Theodore Ladd, who won the race on Love Rat, later incurred a seven-day ban for overuse of the whip, and had already received a 12-day ban after winning the first race on Whenapoet: three for careless riding after bringing his mount across to the rail early on and nine for overuse of the whip.
His ban, for a total of 19 days, will begin on January 12 and take him until the end of the month.
Morris had tweeted his disapproval on Saturday evening and on Sunday he told the Racing Post: “I think we can all miscount or forget and go one or two over [the limit], but when someone hits a horse so many times it’s just ignorant of the rules.
“It just leaves a bad taste for owners, trainers, punters and other jockeys, especially after what had happened in the earlier race. I think I’d have been walking on eggshells if I’d already been given a ban earlier in the day.”
Morris put his stick down in the final 50 yards and explained: “I knew I’d had [the maximum permitted] seven hits. I could have hit mine for an eighth time and maybe I’d have won, maybe I’d have lost – I don’t know.

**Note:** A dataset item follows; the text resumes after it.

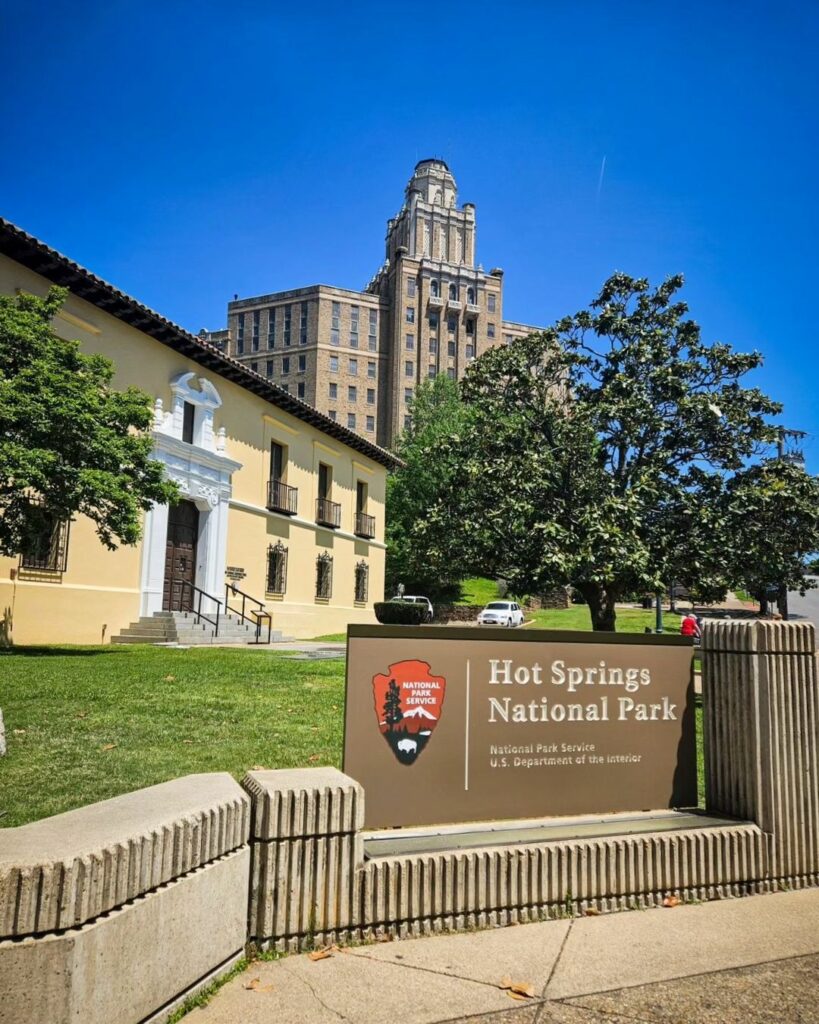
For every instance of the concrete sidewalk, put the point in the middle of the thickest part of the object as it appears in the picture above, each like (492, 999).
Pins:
(748, 961)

“But I could have got two days for that and it might have cost me 15 rides. There’s no point in potentially upsetting that many people for the sake of one extra hit.”
Despite his frustrations, Morris did not call for more jockeys found to have broken rules in the act of winning to have the race taken from them.
“It’s obviously a very sticky area, but I don’t think it helps anyone to start chucking horses out,” he said. “If there was more discretion for stewards around the lower end, for jockeys who go one or two over, they could really hammer someone who hits the horse ten, 12 times or more, then that might be fairer.”
Following a double on Merhoob and Narjes at Lingfield on Sunday, Morris has reached a total of 150 winners for the seventh calendar year in a row, with a full book of rides on New Year’s Eve to spare.